6. The Role of EHR Vendors and Regulatory Challenges

  • EHR vendors (e.g., Epic, TPP, EMIS) wield significant control over data access, clinical workflows, and interoperability.
  • Lack of standardization and regulatory oversight limits NHS control over its own data.
  • EHR systems are not classified as medical devices, meaning they escape rigorous regulation despite their impact on patient care.
  • Data access fees: NHS institutions often pay high costs to retrieve their own data from proprietary systems.

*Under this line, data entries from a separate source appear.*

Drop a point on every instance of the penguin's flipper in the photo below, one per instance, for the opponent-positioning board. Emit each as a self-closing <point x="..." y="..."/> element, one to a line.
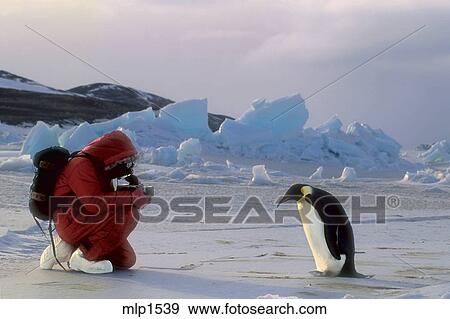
<point x="317" y="273"/>
<point x="331" y="237"/>
<point x="356" y="275"/>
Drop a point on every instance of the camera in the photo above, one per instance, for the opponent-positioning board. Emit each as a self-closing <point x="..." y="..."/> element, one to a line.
<point x="148" y="190"/>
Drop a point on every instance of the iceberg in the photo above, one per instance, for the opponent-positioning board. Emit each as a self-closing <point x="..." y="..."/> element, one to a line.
<point x="348" y="175"/>
<point x="79" y="137"/>
<point x="188" y="118"/>
<point x="260" y="176"/>
<point x="317" y="174"/>
<point x="22" y="163"/>
<point x="164" y="155"/>
<point x="438" y="153"/>
<point x="41" y="136"/>
<point x="189" y="151"/>
<point x="333" y="125"/>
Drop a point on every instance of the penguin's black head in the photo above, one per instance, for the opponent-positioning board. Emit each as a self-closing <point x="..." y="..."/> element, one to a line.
<point x="296" y="192"/>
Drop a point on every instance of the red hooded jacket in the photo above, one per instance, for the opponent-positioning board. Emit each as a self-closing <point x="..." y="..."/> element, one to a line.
<point x="85" y="178"/>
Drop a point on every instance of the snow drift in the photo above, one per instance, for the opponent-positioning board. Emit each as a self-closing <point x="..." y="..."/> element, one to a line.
<point x="438" y="153"/>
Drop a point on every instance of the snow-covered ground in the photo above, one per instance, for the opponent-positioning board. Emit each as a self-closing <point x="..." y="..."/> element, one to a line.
<point x="409" y="254"/>
<point x="258" y="156"/>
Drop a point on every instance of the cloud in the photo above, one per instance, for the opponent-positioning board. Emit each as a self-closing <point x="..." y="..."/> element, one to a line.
<point x="235" y="51"/>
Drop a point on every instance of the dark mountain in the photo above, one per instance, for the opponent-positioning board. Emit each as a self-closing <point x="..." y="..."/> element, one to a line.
<point x="25" y="101"/>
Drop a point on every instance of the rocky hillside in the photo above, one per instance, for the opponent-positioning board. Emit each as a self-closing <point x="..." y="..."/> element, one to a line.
<point x="25" y="101"/>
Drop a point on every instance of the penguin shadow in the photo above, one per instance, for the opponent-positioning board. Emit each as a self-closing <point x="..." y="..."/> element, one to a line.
<point x="191" y="285"/>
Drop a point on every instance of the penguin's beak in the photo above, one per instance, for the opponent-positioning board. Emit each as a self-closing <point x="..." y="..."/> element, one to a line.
<point x="293" y="193"/>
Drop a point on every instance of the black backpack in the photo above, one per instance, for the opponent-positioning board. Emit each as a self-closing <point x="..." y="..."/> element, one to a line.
<point x="48" y="164"/>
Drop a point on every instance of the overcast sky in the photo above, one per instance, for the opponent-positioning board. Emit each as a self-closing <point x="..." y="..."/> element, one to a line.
<point x="233" y="52"/>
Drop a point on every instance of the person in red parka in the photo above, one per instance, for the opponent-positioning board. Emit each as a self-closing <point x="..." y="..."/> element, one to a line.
<point x="93" y="231"/>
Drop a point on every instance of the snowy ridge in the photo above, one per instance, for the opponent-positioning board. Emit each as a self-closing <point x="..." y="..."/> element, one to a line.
<point x="14" y="82"/>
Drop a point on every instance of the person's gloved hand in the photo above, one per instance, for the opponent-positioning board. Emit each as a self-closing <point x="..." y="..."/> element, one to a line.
<point x="140" y="200"/>
<point x="133" y="180"/>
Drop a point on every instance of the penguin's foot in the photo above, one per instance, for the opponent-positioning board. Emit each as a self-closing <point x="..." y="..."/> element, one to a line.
<point x="355" y="275"/>
<point x="317" y="273"/>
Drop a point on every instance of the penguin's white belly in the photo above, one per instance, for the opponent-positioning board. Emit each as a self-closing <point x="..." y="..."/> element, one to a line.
<point x="315" y="235"/>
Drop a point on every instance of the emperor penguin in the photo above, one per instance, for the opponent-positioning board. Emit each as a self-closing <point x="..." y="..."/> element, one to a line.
<point x="327" y="229"/>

7. Moving Forward: Solutions for Ethical and Equitable Data Use

  • Recognize health data as a social determinant of health:
  • Poor data representation directly impacts health equity.
  • AI and digital health should be treated as public health interventions, not just technical solutions.
  • Shift from “data-driven” to “outcome-driven” approaches:
  • Define clear health objectives first, then determine what data is needed—rather than blindly collecting more data.
  • Improve governance and accountability:
  • Enhance transparency in data ownership, usage, and AI decision-making.
  • Establish clear ethical frameworks for predictive analytics.
  • Invest in foundational infrastructure at the local level:
  • Better hospital and GP data systems will yield higher-quality, actionable insights.
  • Move beyond top-down solutions—focus on bottom-up improvements in clinical data capture.
  • Foster cross-sector collaboration:
  • Academics, clinicians, policymakers, and patients should co-design fair and inclusive data strategies.

Final Thoughts

  • Data has transformative potential in healthcare, but only if managed responsibly.
  • Ethical, technical, and governance challenges must be addressed to prevent bias and inequities.
  • More transparency, clinician involvement, and regulatory oversight are essential to align AI-driven healthcare with public interest.